A new study has found that divorce, not shared genetic risks or problems such as parental substance abuse, was key to the higher rates of break-ups experienced by the offspring of divorced couples.
This is the first study to look at genetics as a reason in the higher-than-usual divorce rate among children of divorced parents. The researchers found that the parents' divorce itself, played a key role in the failed unions.
Children of divorced parents are roughly twice as likely to see their relationships end in divorce compared to their peers from unbroken families.
Brian D'Onofrio, assistant professor in the Department of Psychological and Brain Sciences at Indiana University Bloomington, said that when a host of variables are taken into consideration, such as genetic risks and socioeconomic factors, the real divorce still accounts for around 66 percent of the increased risk of divorce faced by children of divorced parents.
"This means the transmission is not due to psychological or substance abuse problems that are passed from parents to the offspring. It's something very unique about the separation of one's parents. The societal implications are very important because divorce is such a painful experience for both adults and children. This further suggests that interventions specifically targeted at the consequences of divorce are important for our society," D'Onofrio said.

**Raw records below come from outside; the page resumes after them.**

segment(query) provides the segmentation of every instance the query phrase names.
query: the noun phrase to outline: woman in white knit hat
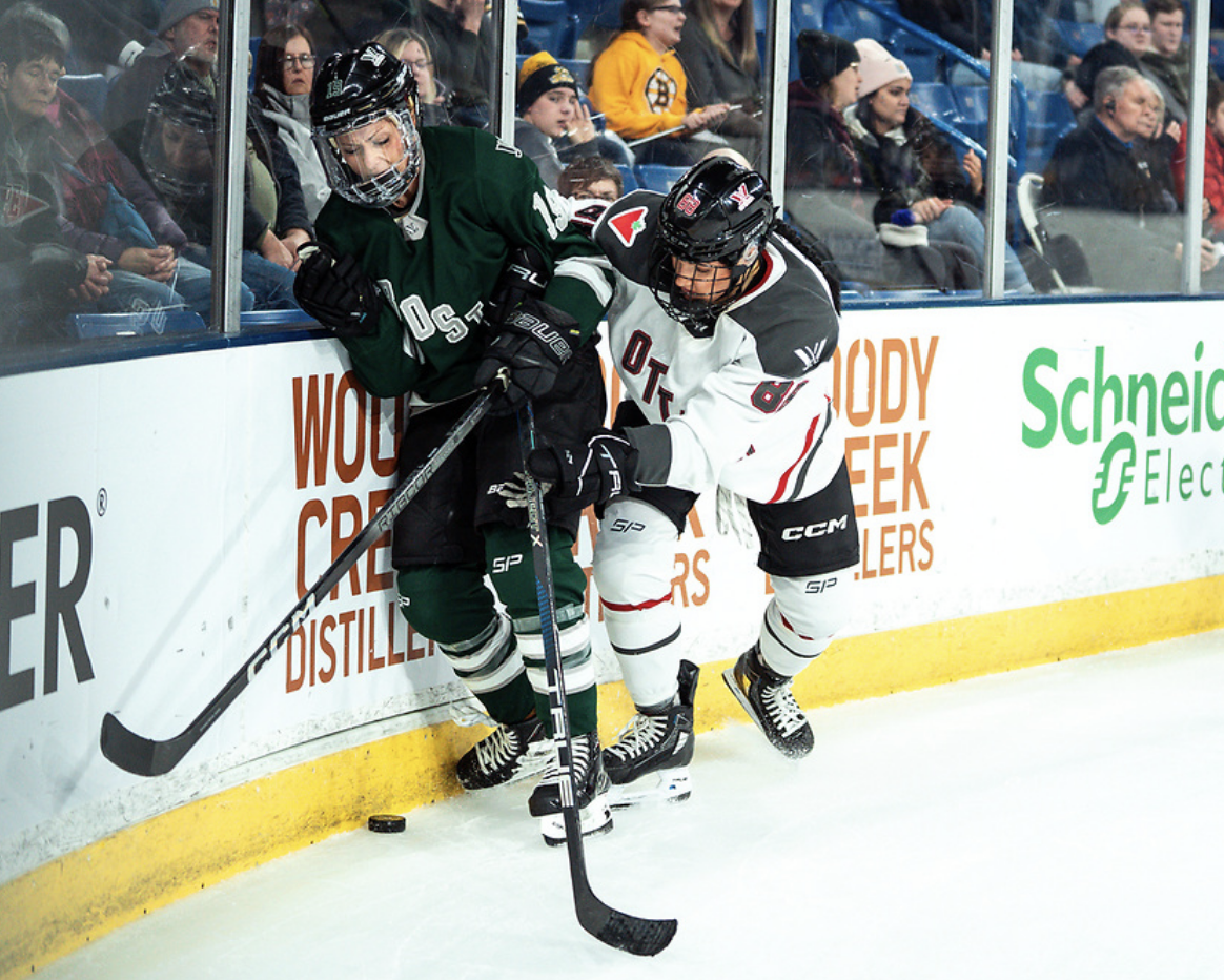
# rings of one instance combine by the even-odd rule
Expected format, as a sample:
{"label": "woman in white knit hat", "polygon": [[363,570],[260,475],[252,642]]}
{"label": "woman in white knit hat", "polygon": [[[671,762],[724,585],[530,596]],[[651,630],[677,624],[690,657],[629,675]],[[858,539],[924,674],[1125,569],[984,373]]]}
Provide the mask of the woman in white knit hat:
{"label": "woman in white knit hat", "polygon": [[[963,245],[984,261],[985,228],[982,160],[972,150],[958,160],[951,144],[909,104],[913,76],[906,62],[879,42],[854,42],[859,53],[858,102],[845,111],[864,180],[883,199],[895,199],[891,224],[927,228],[931,241]],[[1010,246],[1004,256],[1004,289],[1032,292]]]}

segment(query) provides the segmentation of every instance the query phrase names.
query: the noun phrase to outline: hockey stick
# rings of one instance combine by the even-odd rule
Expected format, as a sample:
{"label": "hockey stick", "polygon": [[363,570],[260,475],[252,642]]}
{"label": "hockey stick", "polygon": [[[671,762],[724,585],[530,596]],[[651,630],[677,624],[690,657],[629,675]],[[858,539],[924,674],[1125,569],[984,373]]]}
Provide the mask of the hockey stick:
{"label": "hockey stick", "polygon": [[259,644],[258,650],[251,658],[239,668],[217,696],[208,702],[207,707],[174,738],[157,740],[147,739],[143,735],[129,730],[111,712],[102,719],[102,754],[114,762],[119,768],[126,770],[136,776],[164,776],[173,770],[179,761],[191,751],[191,748],[200,741],[201,737],[212,728],[222,712],[228,708],[234,700],[246,689],[257,673],[272,659],[275,653],[305,623],[310,614],[327,598],[327,593],[344,577],[357,559],[395,522],[395,518],[408,507],[409,502],[417,494],[426,481],[437,472],[438,467],[455,450],[455,447],[476,427],[476,423],[485,417],[490,404],[496,396],[496,389],[487,389],[465,411],[459,421],[450,427],[446,438],[430,453],[425,462],[405,480],[392,494],[390,499],[371,519],[370,524],[361,529],[356,537],[350,541],[340,557],[323,573],[315,585],[310,587],[297,604],[289,611],[289,614],[277,624],[267,640]]}
{"label": "hockey stick", "polygon": [[552,585],[552,564],[548,560],[548,531],[543,515],[543,491],[526,467],[526,458],[535,448],[535,416],[531,403],[519,410],[519,442],[523,447],[524,482],[528,492],[528,530],[531,535],[531,560],[535,566],[536,601],[540,606],[540,626],[543,634],[543,664],[548,678],[548,715],[552,718],[553,741],[561,767],[561,812],[565,823],[565,849],[569,853],[569,878],[574,886],[574,909],[578,922],[600,942],[640,957],[661,952],[676,935],[674,919],[639,919],[606,905],[591,891],[586,878],[586,855],[583,850],[583,830],[574,794],[573,746],[569,739],[569,713],[565,710],[565,688],[561,668],[561,637],[557,634],[557,598]]}

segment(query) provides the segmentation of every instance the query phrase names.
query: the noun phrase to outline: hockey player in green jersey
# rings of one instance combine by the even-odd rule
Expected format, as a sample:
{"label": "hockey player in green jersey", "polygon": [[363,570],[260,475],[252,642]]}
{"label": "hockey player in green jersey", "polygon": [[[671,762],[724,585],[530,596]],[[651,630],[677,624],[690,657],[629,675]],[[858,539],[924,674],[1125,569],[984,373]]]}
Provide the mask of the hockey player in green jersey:
{"label": "hockey player in green jersey", "polygon": [[[417,128],[417,119],[412,75],[381,45],[324,62],[311,121],[334,193],[295,294],[341,340],[372,394],[411,394],[401,476],[494,373],[509,373],[494,412],[395,521],[392,562],[404,615],[497,722],[459,760],[459,782],[479,789],[543,770],[529,809],[557,844],[564,830],[530,540],[524,511],[498,489],[523,470],[514,410],[526,400],[547,444],[583,445],[602,423],[595,329],[612,289],[596,247],[530,160],[486,132]],[[520,250],[535,253],[547,286],[494,312],[503,269]],[[550,551],[574,783],[583,831],[594,833],[612,825],[586,580],[572,552],[579,516],[578,507],[550,513]]]}

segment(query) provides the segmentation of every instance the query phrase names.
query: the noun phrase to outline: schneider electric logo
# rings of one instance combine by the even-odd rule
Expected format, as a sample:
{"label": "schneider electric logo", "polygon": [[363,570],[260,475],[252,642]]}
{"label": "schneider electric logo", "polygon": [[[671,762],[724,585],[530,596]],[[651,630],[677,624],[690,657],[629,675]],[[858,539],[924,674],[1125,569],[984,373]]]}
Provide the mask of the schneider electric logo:
{"label": "schneider electric logo", "polygon": [[1042,425],[1023,427],[1024,445],[1044,449],[1061,436],[1070,445],[1099,453],[1092,484],[1092,516],[1109,524],[1127,502],[1164,504],[1224,496],[1224,440],[1209,450],[1196,433],[1224,429],[1224,366],[1217,351],[1203,362],[1204,344],[1186,369],[1163,374],[1113,373],[1104,346],[1093,351],[1092,377],[1059,368],[1059,355],[1038,347],[1024,361],[1024,398]]}

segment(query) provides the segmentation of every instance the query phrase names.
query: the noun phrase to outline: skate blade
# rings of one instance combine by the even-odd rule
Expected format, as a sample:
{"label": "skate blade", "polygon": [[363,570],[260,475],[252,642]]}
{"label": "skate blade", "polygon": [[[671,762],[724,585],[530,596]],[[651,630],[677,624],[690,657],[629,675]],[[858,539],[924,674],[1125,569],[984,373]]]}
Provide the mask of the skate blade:
{"label": "skate blade", "polygon": [[[608,809],[607,794],[601,794],[586,804],[578,812],[578,819],[583,828],[583,837],[611,833],[612,810]],[[543,834],[543,842],[548,847],[561,847],[565,843],[565,817],[561,814],[547,814],[540,817],[540,833]]]}
{"label": "skate blade", "polygon": [[755,724],[758,730],[760,730],[760,733],[765,737],[765,741],[767,741],[771,746],[777,749],[777,751],[781,752],[786,759],[793,759],[793,760],[804,759],[812,751],[810,746],[807,749],[799,749],[793,745],[778,744],[777,741],[774,741],[774,739],[770,737],[769,730],[765,728],[765,724],[761,722],[761,719],[756,716],[756,712],[753,710],[753,702],[748,700],[748,696],[742,690],[739,690],[739,685],[736,683],[734,667],[728,667],[726,670],[723,670],[722,679],[726,683],[727,688],[731,689],[731,692],[736,696],[736,700],[739,702],[739,706],[744,710],[744,712],[747,712],[748,717],[753,719],[753,724]]}
{"label": "skate blade", "polygon": [[613,783],[608,790],[608,806],[613,810],[625,810],[644,803],[683,803],[692,793],[693,781],[688,766],[682,766],[647,772],[624,785]]}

D'Onofrio's findings appear in the August issue of Journal of Marriage and Family Research.
The researchers used a new research design, the study of the children of twins, to assess assumptions in traditional family studies. The design helps explore the role that genetic and environmental factors play when studying how parents influence their offspring.
D'Onofrio said the findings are important in light of the national debate about the meaning of marriage.
"This study, because it tested a lot of the assumptions of previous research, further supports the conclusion that if we reduce parental divorce or its impact on children, that we can reduce the number of divorces in our society in future generations," D'Onofrio said.
The study tests assumptions and rules out potential causes, but it does not identify why children of divorced parents experience the bigger risk. Previous studies, he said, point to a lack of commitment among these offspring. But he cautioned that not all children of divorced parents should be painted with the same brush.